Hunger, Emotion, and App Design in Online Food Ordering: A Systematic Literature Review and the HEA framework
Main Article Content
Abstract
Purpose:
This review examines how hunger, emotion, and app design interact to shape consumer ordering behaviour within online food delivery service platforms (OFDS). Specifically, it investigates the physiological and affective states that drive impulsive ordering, emotional eating, and habitual platform engagement among consumers in digital food environments.
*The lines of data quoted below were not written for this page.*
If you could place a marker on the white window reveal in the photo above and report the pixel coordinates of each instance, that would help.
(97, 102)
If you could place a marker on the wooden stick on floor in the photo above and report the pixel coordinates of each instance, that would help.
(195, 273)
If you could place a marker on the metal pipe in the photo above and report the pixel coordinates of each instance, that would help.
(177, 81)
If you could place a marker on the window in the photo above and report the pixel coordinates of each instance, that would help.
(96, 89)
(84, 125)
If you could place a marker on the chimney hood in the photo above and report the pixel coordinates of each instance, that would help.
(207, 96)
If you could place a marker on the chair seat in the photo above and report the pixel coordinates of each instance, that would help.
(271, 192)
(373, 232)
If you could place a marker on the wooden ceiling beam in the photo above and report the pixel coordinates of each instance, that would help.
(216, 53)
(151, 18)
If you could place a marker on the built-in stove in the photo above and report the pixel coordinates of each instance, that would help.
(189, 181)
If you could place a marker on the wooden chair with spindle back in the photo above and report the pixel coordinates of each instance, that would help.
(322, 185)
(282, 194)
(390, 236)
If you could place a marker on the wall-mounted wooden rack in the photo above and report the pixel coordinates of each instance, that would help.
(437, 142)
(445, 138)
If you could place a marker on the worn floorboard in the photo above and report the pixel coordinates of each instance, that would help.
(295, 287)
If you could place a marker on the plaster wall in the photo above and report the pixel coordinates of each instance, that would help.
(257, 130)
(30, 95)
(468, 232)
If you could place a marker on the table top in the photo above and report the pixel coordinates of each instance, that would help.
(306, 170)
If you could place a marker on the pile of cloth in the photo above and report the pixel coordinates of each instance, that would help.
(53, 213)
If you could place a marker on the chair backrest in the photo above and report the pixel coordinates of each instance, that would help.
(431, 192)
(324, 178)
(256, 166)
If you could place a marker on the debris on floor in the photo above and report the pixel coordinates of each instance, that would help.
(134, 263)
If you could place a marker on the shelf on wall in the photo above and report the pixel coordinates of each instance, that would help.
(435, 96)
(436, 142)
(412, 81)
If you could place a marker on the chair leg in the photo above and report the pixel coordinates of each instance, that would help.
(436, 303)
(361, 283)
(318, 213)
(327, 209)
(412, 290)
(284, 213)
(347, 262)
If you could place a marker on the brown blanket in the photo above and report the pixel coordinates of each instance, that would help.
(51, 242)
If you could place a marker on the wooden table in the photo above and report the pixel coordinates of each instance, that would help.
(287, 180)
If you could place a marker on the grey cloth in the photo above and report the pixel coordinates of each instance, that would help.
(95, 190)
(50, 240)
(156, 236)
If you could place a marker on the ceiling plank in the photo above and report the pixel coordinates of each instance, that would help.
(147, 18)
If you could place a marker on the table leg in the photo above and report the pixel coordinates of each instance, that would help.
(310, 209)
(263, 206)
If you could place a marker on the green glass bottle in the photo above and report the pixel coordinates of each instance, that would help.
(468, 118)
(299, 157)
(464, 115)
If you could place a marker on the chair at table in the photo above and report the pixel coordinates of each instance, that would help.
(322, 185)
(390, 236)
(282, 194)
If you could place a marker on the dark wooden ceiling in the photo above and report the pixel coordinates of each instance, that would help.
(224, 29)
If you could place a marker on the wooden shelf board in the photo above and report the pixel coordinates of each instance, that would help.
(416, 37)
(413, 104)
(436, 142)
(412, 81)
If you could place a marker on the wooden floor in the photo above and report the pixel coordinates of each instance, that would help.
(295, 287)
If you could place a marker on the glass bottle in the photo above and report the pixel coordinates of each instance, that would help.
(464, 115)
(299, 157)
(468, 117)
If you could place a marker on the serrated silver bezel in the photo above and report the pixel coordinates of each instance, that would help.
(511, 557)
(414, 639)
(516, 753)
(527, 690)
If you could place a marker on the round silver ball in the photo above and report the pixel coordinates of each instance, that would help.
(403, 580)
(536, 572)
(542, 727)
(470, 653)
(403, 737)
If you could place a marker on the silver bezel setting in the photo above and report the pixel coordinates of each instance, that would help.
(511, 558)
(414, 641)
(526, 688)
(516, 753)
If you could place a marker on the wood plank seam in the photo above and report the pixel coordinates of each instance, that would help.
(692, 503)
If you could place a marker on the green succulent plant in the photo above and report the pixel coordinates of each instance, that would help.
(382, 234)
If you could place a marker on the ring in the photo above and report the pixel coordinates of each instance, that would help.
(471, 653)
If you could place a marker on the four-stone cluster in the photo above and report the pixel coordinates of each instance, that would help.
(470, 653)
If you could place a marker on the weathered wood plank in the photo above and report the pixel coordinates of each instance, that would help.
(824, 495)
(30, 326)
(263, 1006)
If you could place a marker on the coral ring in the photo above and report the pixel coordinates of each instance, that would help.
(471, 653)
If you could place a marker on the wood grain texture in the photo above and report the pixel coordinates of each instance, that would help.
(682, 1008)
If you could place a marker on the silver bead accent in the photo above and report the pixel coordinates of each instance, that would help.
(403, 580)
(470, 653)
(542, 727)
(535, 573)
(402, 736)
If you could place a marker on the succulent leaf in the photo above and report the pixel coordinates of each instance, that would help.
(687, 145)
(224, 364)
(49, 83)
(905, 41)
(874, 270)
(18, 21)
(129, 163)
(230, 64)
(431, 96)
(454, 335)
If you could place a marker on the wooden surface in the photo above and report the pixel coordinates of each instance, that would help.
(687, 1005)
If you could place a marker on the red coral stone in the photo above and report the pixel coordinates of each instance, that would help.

Design/methodology/approach:
A systematic literature review (SLR) synthesizing peer-reviewed studies published between 2014 and 2024 was conducted. Literature was drawn from consumer psychology, behavioural nutrition, and digital marketing using the SPIDER framework, PRISMA 2020 protocol, Rayyan screening, and CASP quality appraisal to identify key themes and frameworks relevant towards ordering through OFDS.
Findings:
Five dominant themes emerged from the synthesis: hunger and impulsivity as primary drivers of ordering decisions; emotional states including boredom, loneliness, and stress as activating conditions for emotional eating; app design as an active behavioural stimulus combining hedonic and utilitarian cues; theoretical frameworks as contextual lenses through which adoption, continuance, and satisfaction have been examined in prior OFDS research; and satisfaction, trust, and habit formation as underpinning mechanisms of reordering and loyalty. Collectively, the five themes reveal a recursive relationship between physiological hunger, emotional vulnerability, and platform design that the HEA Framework is proposed to articulate.
Originality/value:
This review makes an original theoretical contribution by proposing the HEA Framework; an integrative model positioning Hunger, Emotion, and App Design as three interdependent drivers of ordering behaviour in OFDS contexts. Unlike prior frameworks that treat these constructs in isolation, the HEA Framework establishes their recursive relationship and provides a structured foundation for future empirical investigation. The review further identifies five specific directions for future research anchored to the HEA Framework, and offers practical implications for platform designers, public health practitioners, and policymakers concerned with the responsible governance of digital food consumption.